Lecanicillium muscarium

Scientific classification
- Domain: Eukaryota
- Kingdom: Fungi
- Division: Ascomycota
- Class: Sordariomycetes
- Order: Hypocreales
- Family: Cordycipitaceae
- Genus: Lecanicillium
- Species: L. muscarium
- Binomial name: Lecanicillium muscarium R. Zare & W. Gams, 2001

= Lecanicillium muscarium =

- Genus: Lecanicillium
- Species: muscarium
- Authority: R. Zare & W. Gams, 2001

Species of fungus

Lecanicillium muscarium is the approved name of an entomopathogenic fungus species, that was previously widely known as Verticillium lecanii (Zimmerman) Viegas), but is now understood to be an anamorphic form in the Cordyceps group of genera in the Cordycipitaceae. It now appears that isolates formerly classified as V. lecanii could be L. attenuatum, L. lecanii, L. longisporum, L. muscarium or L. nodulosum. For example, several recent papers, such as Kouvelis et al. carried out mitochondrial DNA studies, refer to this name.
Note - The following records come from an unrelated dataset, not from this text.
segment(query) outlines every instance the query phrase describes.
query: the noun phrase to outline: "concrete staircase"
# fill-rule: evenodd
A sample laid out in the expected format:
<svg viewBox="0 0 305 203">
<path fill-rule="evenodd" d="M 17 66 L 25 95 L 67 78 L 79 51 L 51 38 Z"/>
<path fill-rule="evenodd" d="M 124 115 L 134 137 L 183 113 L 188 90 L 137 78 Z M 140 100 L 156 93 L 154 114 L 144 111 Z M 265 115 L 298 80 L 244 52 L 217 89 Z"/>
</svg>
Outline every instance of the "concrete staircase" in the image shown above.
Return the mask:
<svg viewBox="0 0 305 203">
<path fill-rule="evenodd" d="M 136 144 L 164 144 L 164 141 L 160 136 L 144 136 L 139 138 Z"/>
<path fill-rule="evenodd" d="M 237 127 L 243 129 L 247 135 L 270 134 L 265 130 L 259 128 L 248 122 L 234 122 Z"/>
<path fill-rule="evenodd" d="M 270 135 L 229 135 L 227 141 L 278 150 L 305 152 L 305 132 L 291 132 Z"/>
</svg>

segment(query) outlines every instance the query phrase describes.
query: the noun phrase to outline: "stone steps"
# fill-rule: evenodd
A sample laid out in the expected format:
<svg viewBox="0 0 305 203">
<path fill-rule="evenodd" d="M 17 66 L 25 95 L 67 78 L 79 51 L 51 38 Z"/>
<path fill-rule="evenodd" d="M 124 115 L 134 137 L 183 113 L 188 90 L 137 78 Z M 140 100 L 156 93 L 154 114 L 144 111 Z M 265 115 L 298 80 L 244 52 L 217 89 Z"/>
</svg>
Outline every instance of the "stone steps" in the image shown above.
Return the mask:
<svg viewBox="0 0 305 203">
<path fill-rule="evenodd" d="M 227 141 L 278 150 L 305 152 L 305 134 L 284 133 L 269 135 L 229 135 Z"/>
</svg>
This fungus was first described in 1861 and has a worldwide distribution. Insects are infected when they come into contact with the sticky fungal spores which then grow and invade the body, thus the internal organs are consumed, leading to their death. In horticulture and agriculture, the Lecanicillium muscarium isolate (isolate GCRI 19–79) was first developed by scientists, Drs Richard A Hall and HD Burges at the Glasshouse Crops Research Institute (now Warwick HRI: formerly part of Horticulture Research International).

==Important isolates==
L. muscarium isolate Ve6 (GCRI 19–79; IMI 268317; ARSEF 5128; CBS 102 071) is marketed as 'Mycotal' and has been re-registered in the EU: especially for control of whiteflies such as Trialeurodes vaporariorum and thrips by Koppert in the Netherlands, who provide good illustrations of the fungus. Commercialisation of the fungus and registration in the UK, in the form of 'Mycotal', was originally through the collaboration of the Glasshouse Crops Research Institute and Tate and Lyle Ltd (UK).

Other products, possibly based on this fungus have been developed elsewhere for use in cash crops, oil seeds, soybeans, ornamentals and vegetables.